Although the famously secretive panel doesn't reveal who has been nominated, those people with nomination rights typically announce their picks. Geir Lundestand, the Norwegian Nobel Committee's nonvoting secretary, told the AP that this year's nominations include repeat nominees as well as others who aren't as well known to the public.

A nomination doedn't indicate a candidate's chances for winning. The Oslo-based Nobel Committee sends out thousands of letters to qualified individuals -- including members of international courts, university professors and board members of organizations that have been awarded the Peace Prize -- seeking nominations each year, the full list of which can't be revealed until 50 years after the nomination, according to the committee's website.

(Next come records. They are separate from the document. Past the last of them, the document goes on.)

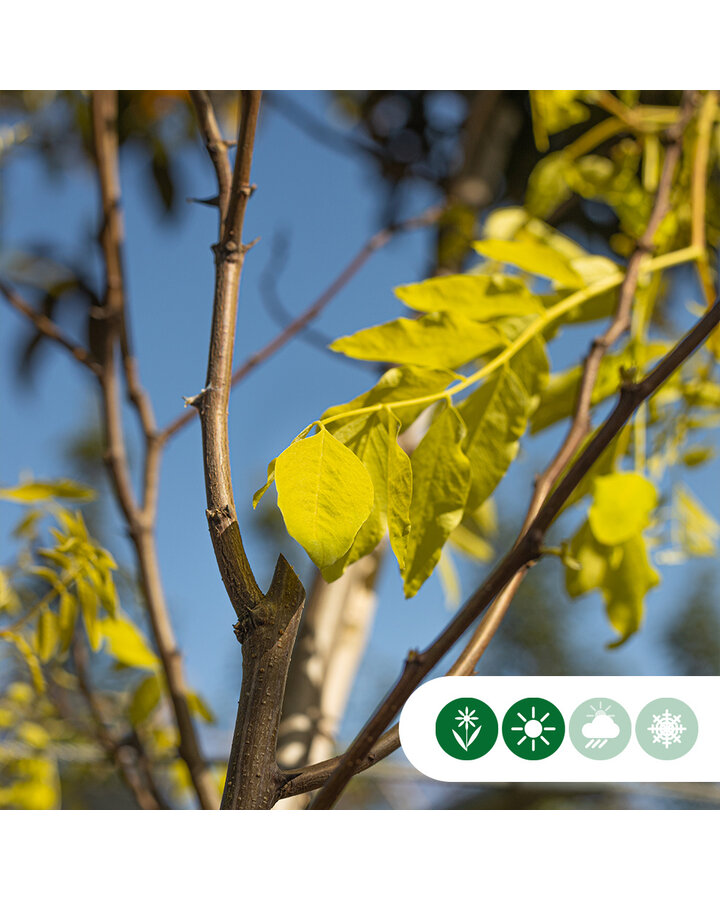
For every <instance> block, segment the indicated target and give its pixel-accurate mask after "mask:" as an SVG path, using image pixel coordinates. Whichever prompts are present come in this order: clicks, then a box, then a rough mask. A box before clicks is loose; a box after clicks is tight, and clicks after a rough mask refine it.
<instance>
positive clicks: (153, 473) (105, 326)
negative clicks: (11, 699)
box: [91, 91, 219, 809]
mask: <svg viewBox="0 0 720 900" xmlns="http://www.w3.org/2000/svg"><path fill="white" fill-rule="evenodd" d="M91 106H92V127H93V143H94V148H95V157H96V162H97V171H98V180H99V183H100V193H101V202H102V228H101V231H100V245H101V249H102V254H103V260H104V263H105V274H106V290H105V296H104V304H103V307H102V308H101V315H102V323H103V334H104V340H103V346H102V373H101V375H100V386H101V389H102V397H103V404H102V406H103V415H104V422H105V441H106V447H107V451H106V462H107V464H108V468H109V470H110V476H111V481H112V484H113V487H114V489H115V494H116V496H117V499H118V502H119V504H120V507H121V510H122V512H123V515H124V517H125V519H126V521H127V524H128V529H129V532H130V537H131V540H132V542H133V544H134V546H135V551H136V555H137V560H138V566H139V570H140V582H141V585H142V589H143V594H144V597H145V602H146V606H147V611H148V615H149V618H150V624H151V628H152V632H153V636H154V639H155V644H156V646H157V649H158V655H159V657H160V660H161V662H162V666H163V670H164V672H165V677H166V681H167V685H168V692H169V694H170V700H171V704H172V708H173V711H174V715H175V721H176V724H177V728H178V734H179V738H180V745H179V753H180V756H181V757H182V759H183V760H184V761H185V763H186V765H187V767H188V770H189V773H190V778H191V781H192V783H193V786H194V788H195V791H196V793H197V796H198V800H199V802H200V805H201V806H202V807H203V808H204V809H217V805H218V801H219V798H218V795H217V789H216V787H215V783H214V781H213V778H212V775H211V773H210V771H209V769H208V767H207V765H206V763H205V760H204V759H203V756H202V752H201V750H200V745H199V741H198V737H197V733H196V731H195V724H194V722H193V719H192V715H191V713H190V708H189V705H188V699H187V687H186V685H185V677H184V673H183V666H182V658H181V655H180V651H179V650H178V648H177V642H176V639H175V635H174V632H173V628H172V624H171V621H170V616H169V613H168V609H167V604H166V602H165V596H164V592H163V587H162V580H161V577H160V567H159V562H158V558H157V547H156V544H155V536H154V525H155V512H156V509H155V507H156V496H157V484H158V474H159V472H158V469H159V461H160V446H161V445H160V442H159V441H158V439H157V435H156V432H155V423H154V416H153V413H152V408H151V405H150V401H149V399H148V398H147V396H146V395H145V393H144V392H143V391H142V388H141V387H140V384H139V381H138V377H137V370H136V366H135V361H134V359H133V357H132V354H131V351H130V340H129V335H128V327H127V320H126V311H125V289H124V276H123V264H122V212H121V202H120V182H119V169H118V142H117V93H116V92H115V91H94V92H93V94H92V99H91ZM118 345H119V347H120V352H121V355H122V360H123V366H124V372H125V378H126V382H127V385H128V390H129V393H130V398H131V401H132V402H133V404H134V405H135V407H136V410H137V412H138V416H139V418H140V422H141V426H142V429H143V434H144V437H145V450H146V455H145V488H144V499H143V504H142V505H140V504H138V502H137V500H136V498H135V494H134V491H133V487H132V479H131V477H130V467H129V463H128V458H127V452H126V449H125V435H124V428H123V422H122V407H121V402H120V387H119V378H118V371H117V362H116V350H117V346H118Z"/></svg>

Others believed to have been nominated include former German chancellor Helmut Kohl, Russian human-rights activist Svetlana Gannushkina and Gene Sharp, an American scholar and nonviolence advocate who has reportedly been cited an inspiration for the Arab Spring and similar protests.

Manning, 24, has been charged with the biggest security breach in U.S. history after he allegedly provided classified material to the website WikiLeaks.

The Army intelligence analyst was held in solitary confinement for almost a year beginning in July 2010 after he had been accused of instigating the leak, which is said to have included hundreds of thousands of U.S. diplomatic cables as well as a July 2007 video of a Baghdad airstrike. The video, under the title Collateral Murder, shows a U.S. Apache helicopter opening fire on a dozen civilians, including two reporters from the Reuters news service.

Manning was found fit to face court-marial proceedings in April 2011 and is being tried in a military court, where he faces life imprisonment if convicted. His trial has attracted international attention and inspired the formation of several grass-roots support groups.